La contribution de l'école privée au Québec à la littératie et à la numératie des 15 ans : une analyse par effets de traitement
Pierre Lefebvre
Québec's students at the secondary level have always been considered as a relatively performing group on the basis of their mean scores in international skills tests (reading, math, sciences) such as PISA, and TIMSS. It is less known that students' performance in private schools, where a significant proportion are enrolled at the secondary level, raise substantially the reported mean scores. Nonetheless, a school with high standardized scores may be an institution where students come from a much advantaged background or are selected on the basis of their abilities or social class. The impact of non-randomness for the estimation of a treatment effect poses analytical challenges like bias related to selection, causality, or recruitment that must be reduced or neutralized. There are many categories of estimators that can be implemented to assess a non-random policy/intervention based on models for both the outcome variable and the treatment assignment, while taking into consideration the selection bias.

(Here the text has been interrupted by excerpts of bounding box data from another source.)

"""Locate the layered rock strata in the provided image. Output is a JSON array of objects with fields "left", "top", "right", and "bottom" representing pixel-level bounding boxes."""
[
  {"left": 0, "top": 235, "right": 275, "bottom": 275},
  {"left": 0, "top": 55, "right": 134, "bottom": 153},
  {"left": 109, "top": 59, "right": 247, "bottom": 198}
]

We use rich student-level micro data from five (2000, 2003, 2006, 2009, 2012) Programme for International Student Assessment (PISA) and four types of estimators to estimate the impact of private schools on student performance in reading, math, and sciences. The analysis also conducts a falsification exercise with students from Ontario as a control group relative to Québec's students in the private or public sector. Results suggest that the large minority of students attending private schools at the secondary level largely explains the higher PISA scores of Québec over the years, as well as the scores in the public sector (due to external effects from school competition). According to the more conservative treatment effects, private schools add approximately one year of study in reading and math scores. Results highlight the major importance of increased 'knowledge capital' by the private sector, that is proficiency scales in cognitive skills. The characteristics of schools and teachers in the private sector, and the socio-economic status of students and their parents, are also important factors of achievement gaps between the two systems of education.